Random Thoughts on Cargo, Ships and Oceans (Data, Databases and Distributed Networks)
Malcolm McEwen (originally posted on phasm.co.uk )
We tend to regard data as if it were a thing with dimensions and boundaries. A product of the information age we live in it travels like the cargo of a ship on the virtual ocean that is the information highway; when in fact the cargo, the ship and the information highway are all data, there is only ocean.
This ocean of data drives society, determines national budgets, aids decisions in industry and pigeon holes us into social and economic groups. From the global to the personal level data plays a significant role in all the decision processes of everyone's life. Processes that if based on poor inaccurate, out of date or misleading data risk making decisions that are equally poor, misleading and out of date.
So, if we are to make good decisions, we need to know the outcomes, the benefits and consequences of our actions on ourselves, our neighbours and our environment. We need to understand the relationship between the macro and the micro, the local and the global and the only way to do that is through the data.

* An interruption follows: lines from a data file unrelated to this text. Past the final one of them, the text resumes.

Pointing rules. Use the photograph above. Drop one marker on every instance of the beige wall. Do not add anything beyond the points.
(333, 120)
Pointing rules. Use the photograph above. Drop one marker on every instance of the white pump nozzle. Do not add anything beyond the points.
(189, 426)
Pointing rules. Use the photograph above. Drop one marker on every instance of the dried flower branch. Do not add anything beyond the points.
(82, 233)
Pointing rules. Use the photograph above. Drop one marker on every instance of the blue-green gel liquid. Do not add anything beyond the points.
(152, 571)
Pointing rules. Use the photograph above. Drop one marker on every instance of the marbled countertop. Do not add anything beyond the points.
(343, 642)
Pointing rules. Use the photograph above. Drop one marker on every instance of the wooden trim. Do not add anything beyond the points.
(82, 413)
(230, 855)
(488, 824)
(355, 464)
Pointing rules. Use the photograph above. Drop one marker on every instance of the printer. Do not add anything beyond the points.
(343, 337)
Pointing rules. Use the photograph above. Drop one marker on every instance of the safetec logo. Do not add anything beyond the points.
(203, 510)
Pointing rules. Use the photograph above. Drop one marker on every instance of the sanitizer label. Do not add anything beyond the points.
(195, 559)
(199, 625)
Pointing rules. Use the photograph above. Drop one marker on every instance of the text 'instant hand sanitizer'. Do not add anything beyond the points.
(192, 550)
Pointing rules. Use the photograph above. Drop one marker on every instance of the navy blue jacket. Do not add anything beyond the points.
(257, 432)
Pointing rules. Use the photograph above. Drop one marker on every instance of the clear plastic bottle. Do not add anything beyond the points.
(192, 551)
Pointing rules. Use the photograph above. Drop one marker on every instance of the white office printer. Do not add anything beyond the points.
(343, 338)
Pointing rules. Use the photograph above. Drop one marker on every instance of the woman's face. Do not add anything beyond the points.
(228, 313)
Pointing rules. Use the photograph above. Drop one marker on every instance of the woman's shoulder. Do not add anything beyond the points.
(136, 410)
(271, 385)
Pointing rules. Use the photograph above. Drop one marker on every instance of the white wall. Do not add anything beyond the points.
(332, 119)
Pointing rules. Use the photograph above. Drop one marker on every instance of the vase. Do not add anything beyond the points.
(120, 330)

According to some reports we have generated more data in the last five years than in our entire history and each year we generate more. With this explosion in data comes opportunities for improving our decision processes and achieving global sustainability objectives. However with those opportunities come challenges in handling, differentiating and working out just what is and is not useful. For no data, is better than the wrong data. The right data however, despite what Mark Twain would aver, makes for good statistics and good statistics support good decision processes. But what is the 'right data' in an information age awash with the stuff.
What Is Data
The internet is data, everything on it and every piece of software on a computer is made up of Data. However in the context herein data has the more 'narrow' scientific definition of:
“a set of values or measurements of qualitative or quantitative variables, records or information collected together for reference or analysis,” (Wikipedia)
it is the cargo on our ship...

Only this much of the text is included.